In this repository, we want to propose an organized structure for your ML projects to simplify traning and tuning lots of ML pipelines. This repository is based on https://medium.com/@a.larian/how-to-structure-your-machine-learning-project-to-run-hundreds-of-pipelines-960fcc4c877a
- Project structure to Run Hundreds of ML Pipelines
- Preview
- Prerequisites
- Installation
- Usage
- Project structure
Knowing following concepts give you a great idea what we try to talk about. Basic machine learning concepts.
- Basic python (3 or higher versions)
- Having a little experience with ML libraries such as scikit-learn, XGBoost, Dask, pandas, or etc.
- And some other libraries like imbalanced-learn, category_encoders would help you.
To use this project, first clone the repo on your device using the command below:
git init
git clone https://github.com/IDAS-Labratory/Project-Structure-to-Run-Hundreds-of-ML-Pipelines.git
pip install requirements.txt
To run this sample project just go to main_run.ipynb notebook and run all cells.
.
├── project <- project's name
│ ├── configs <- Yaml config files correspond to ML models, dimensionality reduction
| | | algorithms, oversamplers and any other components in your pipeline
│ │ ├── encoder_hp.yaml that you want to tune it.
│ │ ├── ml_model_hp.yaml
│ │ ├── imputer_hp.yaml
│ │ └── oversampler_hp.yaml
| |
│ ├── models <- Seperating each main component of your pipeline into
| | | different .py files.
│ │ ├── __init__.py
│ │ ├── _encoders.py
│ │ ├── _fetch_hyperparameter.py
│ │ ├── _imputers.py
│ │ ├── _ml_algorithms.py
│ │ └── _oversamplers.py
| |
│ ├── pipelines <- Putting your pipelines(if you have several) here.
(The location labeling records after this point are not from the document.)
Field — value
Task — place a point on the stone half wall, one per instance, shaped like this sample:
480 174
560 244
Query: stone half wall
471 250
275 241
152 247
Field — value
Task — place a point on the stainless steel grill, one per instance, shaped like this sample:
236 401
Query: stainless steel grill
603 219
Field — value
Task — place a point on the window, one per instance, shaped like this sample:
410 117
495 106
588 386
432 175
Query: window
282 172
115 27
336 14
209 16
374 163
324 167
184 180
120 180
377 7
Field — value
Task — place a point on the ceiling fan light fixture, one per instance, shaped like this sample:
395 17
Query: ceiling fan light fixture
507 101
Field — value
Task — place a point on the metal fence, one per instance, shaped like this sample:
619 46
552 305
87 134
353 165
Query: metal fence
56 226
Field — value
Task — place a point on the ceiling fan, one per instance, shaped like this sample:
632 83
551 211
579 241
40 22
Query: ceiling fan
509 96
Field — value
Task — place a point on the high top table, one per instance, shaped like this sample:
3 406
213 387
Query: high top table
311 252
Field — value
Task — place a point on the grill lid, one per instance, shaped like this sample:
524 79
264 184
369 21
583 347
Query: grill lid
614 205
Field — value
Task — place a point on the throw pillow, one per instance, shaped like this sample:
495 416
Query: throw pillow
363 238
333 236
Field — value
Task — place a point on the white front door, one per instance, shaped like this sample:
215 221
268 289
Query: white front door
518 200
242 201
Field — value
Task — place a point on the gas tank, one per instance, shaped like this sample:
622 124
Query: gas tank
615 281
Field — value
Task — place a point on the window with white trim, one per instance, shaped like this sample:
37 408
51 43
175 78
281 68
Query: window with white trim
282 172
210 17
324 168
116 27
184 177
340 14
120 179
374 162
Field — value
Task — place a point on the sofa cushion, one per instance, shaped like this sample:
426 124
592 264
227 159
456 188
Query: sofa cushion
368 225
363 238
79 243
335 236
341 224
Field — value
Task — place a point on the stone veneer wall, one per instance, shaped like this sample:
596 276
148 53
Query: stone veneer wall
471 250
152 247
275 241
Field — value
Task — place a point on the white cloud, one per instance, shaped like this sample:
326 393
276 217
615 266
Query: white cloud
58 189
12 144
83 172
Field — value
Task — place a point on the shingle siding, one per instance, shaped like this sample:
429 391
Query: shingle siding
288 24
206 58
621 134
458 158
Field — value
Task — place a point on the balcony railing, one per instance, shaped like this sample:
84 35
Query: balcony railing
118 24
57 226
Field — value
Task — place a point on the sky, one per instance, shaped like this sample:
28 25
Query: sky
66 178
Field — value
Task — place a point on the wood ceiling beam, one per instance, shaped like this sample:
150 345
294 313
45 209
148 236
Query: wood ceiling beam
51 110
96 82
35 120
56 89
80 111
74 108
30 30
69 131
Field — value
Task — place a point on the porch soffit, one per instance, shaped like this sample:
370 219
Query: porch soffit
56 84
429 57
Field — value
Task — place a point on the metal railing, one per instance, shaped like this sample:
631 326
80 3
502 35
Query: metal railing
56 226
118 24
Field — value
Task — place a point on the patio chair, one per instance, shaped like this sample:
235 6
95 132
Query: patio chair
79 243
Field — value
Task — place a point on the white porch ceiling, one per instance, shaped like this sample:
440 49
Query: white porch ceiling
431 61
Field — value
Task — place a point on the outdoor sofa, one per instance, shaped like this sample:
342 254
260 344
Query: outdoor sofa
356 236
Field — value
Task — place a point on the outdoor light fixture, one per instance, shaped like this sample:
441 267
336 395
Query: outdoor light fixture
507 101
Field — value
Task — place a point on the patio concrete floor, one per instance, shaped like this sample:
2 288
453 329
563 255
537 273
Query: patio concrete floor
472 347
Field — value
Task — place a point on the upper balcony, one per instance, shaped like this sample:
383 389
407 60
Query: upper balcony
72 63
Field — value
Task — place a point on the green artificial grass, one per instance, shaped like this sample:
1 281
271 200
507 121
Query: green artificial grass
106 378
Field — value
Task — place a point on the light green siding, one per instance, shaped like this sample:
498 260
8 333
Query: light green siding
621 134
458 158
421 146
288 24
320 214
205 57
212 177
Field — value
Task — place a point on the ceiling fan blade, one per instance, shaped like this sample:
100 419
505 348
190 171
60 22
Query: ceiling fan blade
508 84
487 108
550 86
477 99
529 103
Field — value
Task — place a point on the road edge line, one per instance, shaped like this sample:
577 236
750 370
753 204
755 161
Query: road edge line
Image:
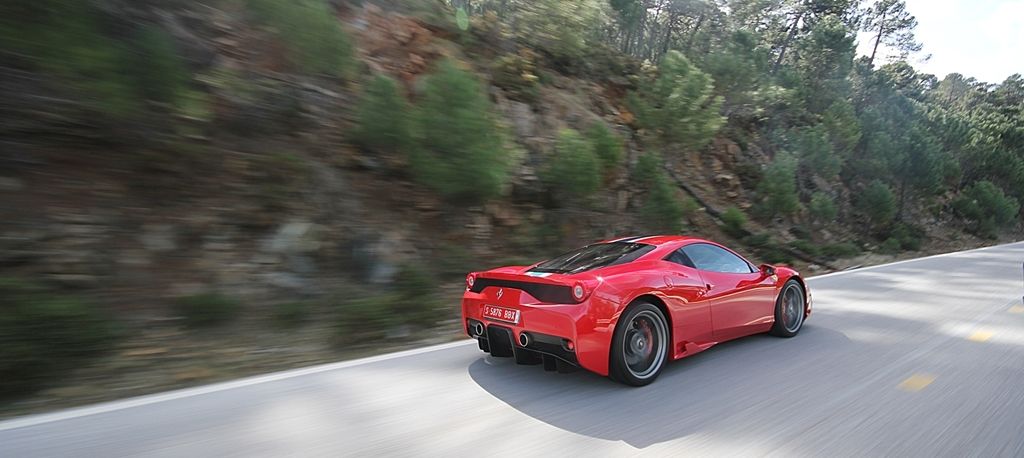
144 400
932 256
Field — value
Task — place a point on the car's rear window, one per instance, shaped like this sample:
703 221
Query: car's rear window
594 256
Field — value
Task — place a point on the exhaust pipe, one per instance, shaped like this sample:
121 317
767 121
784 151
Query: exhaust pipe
524 339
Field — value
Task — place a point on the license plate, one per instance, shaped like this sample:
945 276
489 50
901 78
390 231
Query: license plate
501 314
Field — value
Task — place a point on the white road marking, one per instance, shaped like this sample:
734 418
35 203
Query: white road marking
871 267
33 420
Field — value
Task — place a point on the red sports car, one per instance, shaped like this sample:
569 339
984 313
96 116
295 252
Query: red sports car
623 307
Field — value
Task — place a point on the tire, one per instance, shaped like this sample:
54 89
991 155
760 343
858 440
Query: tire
791 309
640 345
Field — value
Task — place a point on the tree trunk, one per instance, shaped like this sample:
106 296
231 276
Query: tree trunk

| | | Each pipeline is written as a function.
│ │ ├── __init__.py
│ │ └── _make_pipeline.py
| |
│ ├── results
| | |
│ │ ├── final-models <- Saving results of training and testing.
│ │ └── outputs <- Serialized pipelines are stored here.
| |
│ └── utils
│ ├── __init__.py
│ ├── _handle_results.py
│ ├── _evaluation_metrics.py
│ └── _load_data.py
|
├── analytics <- Putting your analytical notebooks here.
| |
│ ├── hypotesting
│ └── visualization
|
├── requirements.txt
|
├── main_run.ipynb
|
├── api
|
├── data
| |
│ ├── intermediate <- Intermediate data that has been transformed.
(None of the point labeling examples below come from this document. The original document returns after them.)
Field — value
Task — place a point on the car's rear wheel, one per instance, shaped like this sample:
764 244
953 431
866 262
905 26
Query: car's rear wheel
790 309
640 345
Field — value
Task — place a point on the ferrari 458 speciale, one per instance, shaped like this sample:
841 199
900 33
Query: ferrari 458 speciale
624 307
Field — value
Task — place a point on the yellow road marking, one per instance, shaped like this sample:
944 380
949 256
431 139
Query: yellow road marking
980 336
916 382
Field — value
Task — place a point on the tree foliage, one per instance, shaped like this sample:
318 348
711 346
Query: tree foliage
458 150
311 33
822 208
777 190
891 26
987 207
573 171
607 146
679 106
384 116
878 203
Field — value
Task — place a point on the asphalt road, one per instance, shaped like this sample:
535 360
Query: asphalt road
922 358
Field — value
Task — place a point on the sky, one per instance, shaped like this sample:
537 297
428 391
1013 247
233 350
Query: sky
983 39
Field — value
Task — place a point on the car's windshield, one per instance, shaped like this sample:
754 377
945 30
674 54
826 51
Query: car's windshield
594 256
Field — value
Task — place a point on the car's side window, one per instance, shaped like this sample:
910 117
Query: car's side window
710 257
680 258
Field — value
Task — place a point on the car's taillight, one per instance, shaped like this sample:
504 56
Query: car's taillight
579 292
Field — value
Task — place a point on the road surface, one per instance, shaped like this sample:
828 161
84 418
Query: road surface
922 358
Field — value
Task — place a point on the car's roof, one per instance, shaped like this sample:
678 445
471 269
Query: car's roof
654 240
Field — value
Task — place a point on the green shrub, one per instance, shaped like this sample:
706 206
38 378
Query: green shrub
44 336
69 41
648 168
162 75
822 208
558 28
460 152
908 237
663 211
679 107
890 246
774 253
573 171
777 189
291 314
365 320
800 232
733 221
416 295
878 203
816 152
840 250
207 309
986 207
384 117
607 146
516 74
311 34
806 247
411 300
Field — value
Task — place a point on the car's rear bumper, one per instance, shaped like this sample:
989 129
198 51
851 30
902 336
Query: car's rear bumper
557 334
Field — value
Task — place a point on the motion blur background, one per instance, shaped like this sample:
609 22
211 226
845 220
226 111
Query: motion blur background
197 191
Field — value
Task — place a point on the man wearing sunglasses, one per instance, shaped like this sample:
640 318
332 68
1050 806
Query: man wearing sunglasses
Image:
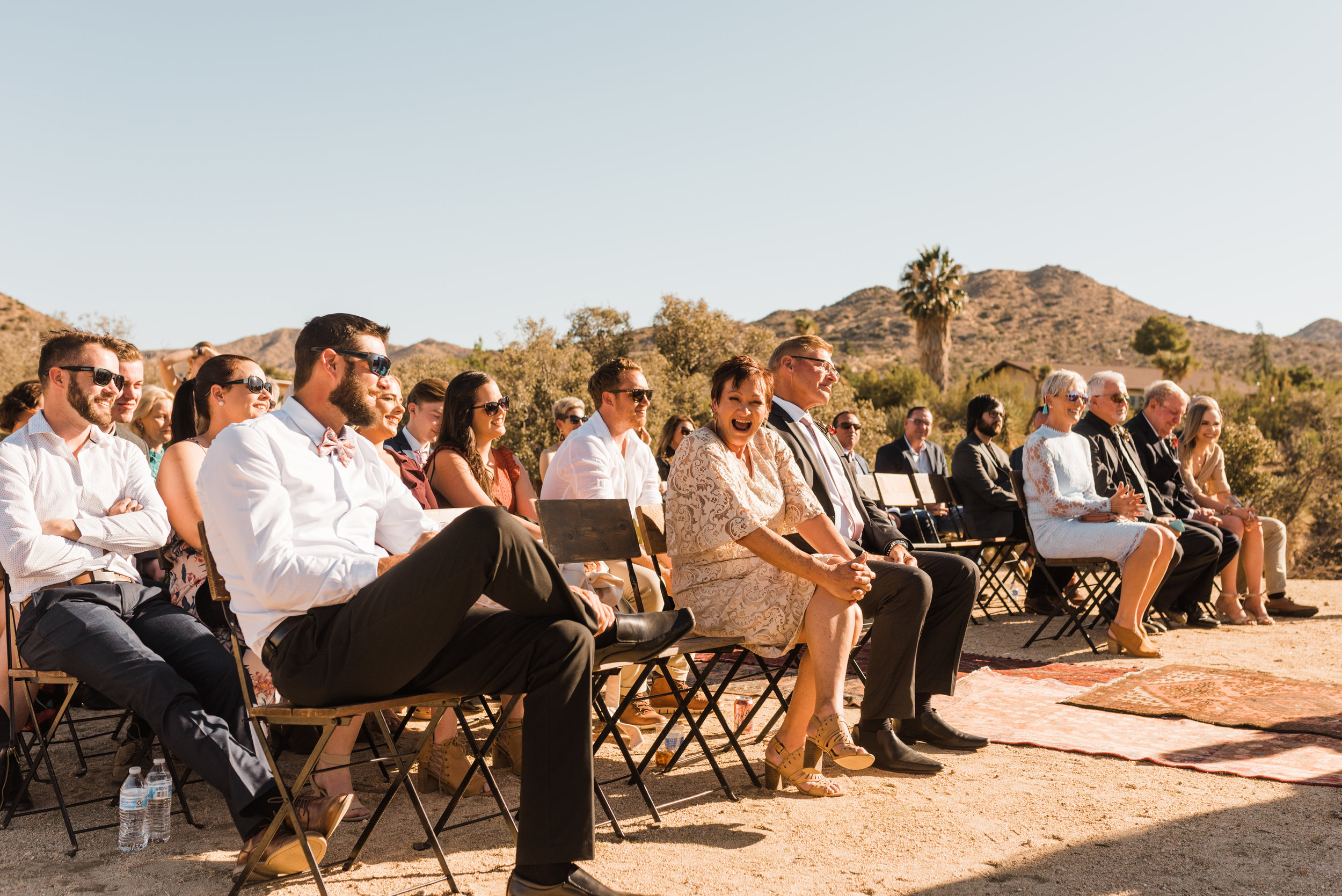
348 591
│ ├── processed <- The final, canonical data sets for modeling.
│ └── raw <- The original, immutable data dump.
│ └── H1N1_Flu_Vaccines.csv
|
├── docker <- Docker file of your project.
├── experiments <- To test new model, lib etc.
├── lib <- Libraries that need to be added manually.
│ └── impute
│ ├── __init__.py
│ └── _knn.py
├── papers <- Papers which are related to your project.
└── scripts <- Scripts like scraping etc (if it is needed).